You can say a lot about Dustin’s retrograde cultural politics, and lord knows I have, but if you squint at it, it’s at least kind of progressive that they gave the self-loathing-dieting-verging-towards-eating-disorder to the dad character and not the mom. Anyway, I really like the last panel in today’s strip. He’s not even enjoying the donuts anymore, but he’s going to keep eating them anyway, presumably in a stubborn attempt to prove something to somebody.

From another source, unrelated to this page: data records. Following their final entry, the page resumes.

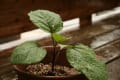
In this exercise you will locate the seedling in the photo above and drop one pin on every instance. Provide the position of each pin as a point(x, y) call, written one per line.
point(80, 57)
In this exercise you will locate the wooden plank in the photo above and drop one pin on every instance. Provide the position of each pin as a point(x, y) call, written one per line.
point(15, 11)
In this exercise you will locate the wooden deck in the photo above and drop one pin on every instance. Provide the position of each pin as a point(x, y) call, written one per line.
point(104, 37)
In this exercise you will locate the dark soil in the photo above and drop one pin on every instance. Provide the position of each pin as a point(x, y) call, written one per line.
point(45, 70)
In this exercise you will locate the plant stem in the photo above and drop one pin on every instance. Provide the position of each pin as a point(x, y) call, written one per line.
point(54, 53)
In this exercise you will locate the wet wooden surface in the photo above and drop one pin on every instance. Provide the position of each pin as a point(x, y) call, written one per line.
point(104, 37)
point(14, 19)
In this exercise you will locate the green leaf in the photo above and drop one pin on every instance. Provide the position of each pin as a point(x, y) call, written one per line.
point(27, 53)
point(83, 59)
point(46, 20)
point(59, 38)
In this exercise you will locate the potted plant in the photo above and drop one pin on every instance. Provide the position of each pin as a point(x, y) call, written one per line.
point(57, 62)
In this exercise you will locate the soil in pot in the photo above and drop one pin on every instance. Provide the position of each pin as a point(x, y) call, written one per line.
point(45, 70)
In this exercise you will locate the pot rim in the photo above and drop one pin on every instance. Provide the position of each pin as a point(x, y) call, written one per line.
point(68, 76)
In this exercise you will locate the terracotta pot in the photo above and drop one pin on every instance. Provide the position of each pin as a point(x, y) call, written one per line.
point(61, 60)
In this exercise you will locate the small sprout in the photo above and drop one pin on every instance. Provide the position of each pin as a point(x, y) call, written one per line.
point(81, 57)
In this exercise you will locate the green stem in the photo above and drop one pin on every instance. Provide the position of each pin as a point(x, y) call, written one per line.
point(54, 53)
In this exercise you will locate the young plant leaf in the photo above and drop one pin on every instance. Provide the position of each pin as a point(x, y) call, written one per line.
point(27, 53)
point(59, 38)
point(83, 59)
point(46, 20)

Rex Morgan, M.D., 11/24/20

I’m also digging Sarah’s facial expression in panel two today. It’s clear she’s visualizing something like a digital anal thermometer that connects to your computer via Bluetooth, which the Morgan clinic will be happy to set you up with an installment plan for.

Gil Thorp, 11/24/20

Ah ha, finally we have the big fun moment in any Gil Thorp storyline, where the season’s two big plots are mashed awkwardly together. This football season those two plots are “Newcomer Corina Karenna is sexual catnip” and “two Mudlark QBs are duking it out for the top spot,” and the way they’re combining them is by having both boys come over to Corina’s house and engage in hand-to-hand combat, for … the starting QB job? Corinna’s affections? Doesn’t really matter, the important question is how oiled up they’re going to be while they do it.